Nous prévoyons des prix élevés du porc dans un avenir prévisible, d’autres facteurs contribuant à cet optimisme :

  • Prix ​​actuel du poulet américain 159,81 $, il y a un an 92,36 $.
    Le prix élevé du poulet rend le porc plus compétitif.
  • Prix ​​de découpe de carcasse de boeuf américain 2,67 $, découpe de porc 1,03 $.
    Malheureusement, le prix du porc est inférieur au prix du bœuf, mais le prix élevé du bœuf rend le porc plus attrayant pour le consommateur. Nous savons tous que les consommateurs paient plus pour le bœuf parce qu’il a meilleur goût.
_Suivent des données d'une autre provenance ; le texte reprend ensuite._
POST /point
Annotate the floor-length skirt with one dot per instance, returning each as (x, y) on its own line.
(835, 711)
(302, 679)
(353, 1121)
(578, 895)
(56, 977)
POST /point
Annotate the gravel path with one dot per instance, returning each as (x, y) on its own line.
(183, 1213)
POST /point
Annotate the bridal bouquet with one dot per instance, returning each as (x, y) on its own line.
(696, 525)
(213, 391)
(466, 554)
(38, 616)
Avoir du porc au meilleur goût pourrait être positif pour la demande et le prix du porc.
  • Plus de boeuf transformé.
    Depuis le début de l’année, les États-Unis ont transformé 27 % de bovins de boucherie de plus que la moyenne quinquennale. La sécheresse et les coûts élevés des aliments réduisent le cheptel bovin. Pas si, mais quand l’offre de bœuf aux États-Unis diminue – favorable au porc.
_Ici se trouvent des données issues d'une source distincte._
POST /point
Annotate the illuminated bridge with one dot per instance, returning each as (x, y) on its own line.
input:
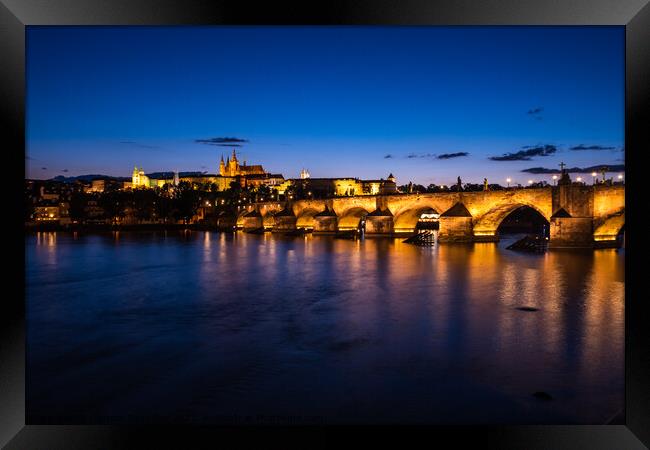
(578, 215)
  • La grippe aviaire a frappé la Turquie, avec à la fois le poulet à griller et la production d’œufs affectés. Une offre moindre de produits avicoles pourrait pousser les prix déjà élevés de la volaille encore plus haut.
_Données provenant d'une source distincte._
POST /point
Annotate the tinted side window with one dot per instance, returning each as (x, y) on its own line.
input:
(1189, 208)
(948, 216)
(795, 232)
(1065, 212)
  • Les prix du porc européen ont considérablement bondi au cours des dernières semaines. Le prix du porc allemand était de 1,20 euros/kg le 9 février ; la semaine dernière 1,95 euros/kg. L’augmentation de 0,75 euros/kg est de 38 ¢ lb. carcasse ou plus de 80 $ par porc de marché. L’augmentation des prix doit être attribuée à moins de porcs disponibles en raison de la liquidation massive des troupeaux de truies que l’Allemagne et l’Europe ont subie en raison des pertes financières de près de 50 $ par tête pendant de nombreux mois. Des prix du porc plus élevés en Europe signifient non seulement qu’il y a moins de porc européen à exporter, mais que le prix sera plus élevé pour les marchés mondiaux, ce qui soutiendra le porc américain.

Prop 12

La semaine dernière, la Cour suprême des États-Unis a accepté de revoir la loi Prop 12 en Californie. Une loi qui interdit le porc frais, autre que celui des truies dans des enclos de gestation d’une superficie minimale de 24 pi2. pieds, à vendre en Californie. Nous félicitons le NPPC de poursuivre la lutte pour arrêter cette législation. Leur diligence à cet égard est dans le meilleur intérêt des producteurs de porcs. Il serait intéressant que la Cour suprême reconnaisse qu’un État peut dicter les pratiques commerciales de 49 autres États. Où cela se termine-t-il ?

Beaucoup d’entre vous au fil des ans ont lu des articles sur les voyages que j’ai faits avec mon fils Spencer. En haut se trouve une interview que Spencer a eue avec Jim Eadie de Swineweb.